Hari Minggu kemarin saat mencuci mobil, saya lihat 4 anak tetangga yang duduk dekat mobil yang sedang saya cuci. Mereka duduk bersimpuh di pinggir jalan. Yang tertua mungkin kelas 6 SD dan termuda kelas 2 SD. Yang menarik semuanya membawa HP. Semuanya asyik main HP-nya masing-masing. Dan semuanya smartphone Android berlayar lebar.
Saya sempat menengok apa yang sebenarnya mereka mainkan. Tapi mereka cepat-cepat menarik HP-nya dan menyembunyikan di belakang badannya. Saya tersenyum, mereka juga tersenyum. Hehehe.
Kelak beberapa waktu kemudian (mungkin tidak sampai satu jam), datang lagi 4 anak. Kali ini semuanya cowok. Ya, 4 anak sebelumnya semuanya cewek. Lagi mereka membawa HP dan lalu asyik memainkan HP-nya. Hanya 2 anak laki yang hanya melihat HP teman-temannya. Tapi 2 anak ini, satu masih duduk di TK dan satunya malah belum sekolah. Hehehe.
Beberapa waktu lalu saat di Pare, Kediri, istri saya menunjukkan sebuah artikel yang memberitakaan sudah jutaan anak-anak di Cina kecanduan dengan game HP. Pemerintah setempat sudah mendirikan rumah sakit khusus yang merehabilitasi anak-anak yang kecanduan game HP tersebut. Dan pasiennya sudah ratusan rabu. Saat artikel itu ditunjukkan pada anak-anak saya, mereka bersungut-sungut. Hehehe.
Hehehe, betul. Zidan dan Zelda, kedua anak saya, seperti anak-anak lain juga senang main HP. Ini terjadi khususnya pada Zidan yang sudah memiliki HP sendiri. Sedang Zelda hanya kadang pinjam HP saya, bundanya atau kakaknya. Tapi tidak begitu sering. Kadang saja.
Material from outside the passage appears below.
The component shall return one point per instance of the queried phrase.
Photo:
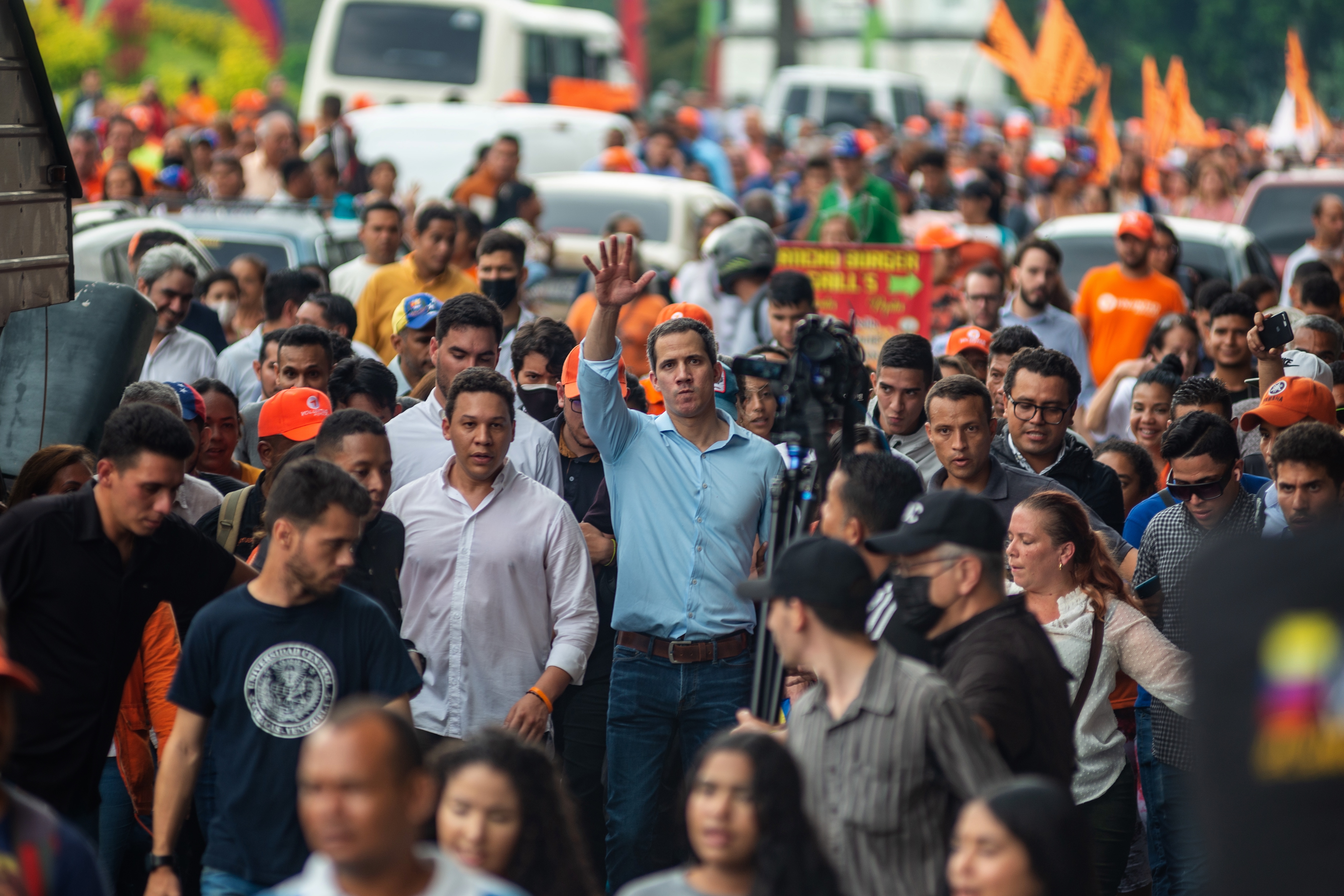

Sedang Zidan, saya agak prihatin dan bahkan khawatir. Kemarin saat mengambil rapor di sekolah, saya dapat laporan dari teman-temannya kalau Zidan di sekolah sering asyik dengan HP-nya. Saya yang khawatir, sampai tanya apakah di kelas saat ada gurunya tidak apa-apa kalau ada murid yang asyik pegang HP? Mereka tersenyum, “Ya di luar pelajaran, Pak.” Meski saya tahu ini adalah hal yang wajar kalau siswa di luar pelajaran asyik pegang HP, saya sempat tercenung.
Sudah hal yang wajar saat ini kalau siswa SMP membawa HP, bahkan siswa SD saja sudah banyak membawa HP. Adalah wajar, kalau sekarang mereka asyik pegang HP, karena ada aplikasi yang bikin mereka terikat dengan HP seperti BBM, WhatsApp, Line atau Facebook. Sehingga mereka harus ‘in touch’ dengan HP mereka. Belum kalau ada permainan yang asyik seperti Subway Surfer, Temple Run atau Angry Birds.
Kalau dilarang atau tidak diberi HP, kasihan sang anak. Takut diejek dibilang katrok, gaptek atau ketinggalan jaman. Atau jadi tak dapat mengikuti hal yang trend atau menjadi pembicaraan yang hangat di antara mereka. Sehingga bisa jadi sang anak dibully oleh teman-temannya. Kasihan kalau sang anak tidak kuat menahan ejekan atau bully dari teman-teman. Saya tahu sampai ada anak yang minta pindah sekolah gara-gara dibully. Apalagi jaman sekarang jaman gadget, komunikasi jadi mudah dan murah kalau membawa HP khususnya yang smartphone. Tapi saya takut ada efeknya, khususnya yang negatif.
Maka lama saya memikirkannya. Saya menimbang-nimbang mana yang baik. Akhirnya saya putuskan Zidan mulai tahun ini, setelah liburan akhir tahun kemarin, dilarang membawa HP ke sekolah. HP harus diletakkan di rumah sebelum berangkat sekolah. Saat tiba di rumah, dia boleh memegang kembali HP-nya.
Saya tahu keputusan ini tidak populer di mata Zidan, ini terlihat langsung saat dia bersungut-sungut saat saya mengatakan demikian. Entah, keputusan saya ini benar atau tidak… nanti mungkin bisa dievaluasi lagi.
Harapan saya, Zidan tetap mengikuti perkembangan terkini, toh di rumah dia bisa baca BBM, WhatsApp atau Line dan sebagainya serta membalasnya. Atau bermain game saat santai, saat tidak belajar. Namun di sekolah, dia harus fokus belajar dan kegiatan ekstra yang positif tanpa terganggu dengan HP.
Semoga keputusan saya ini benar… Aamiiin.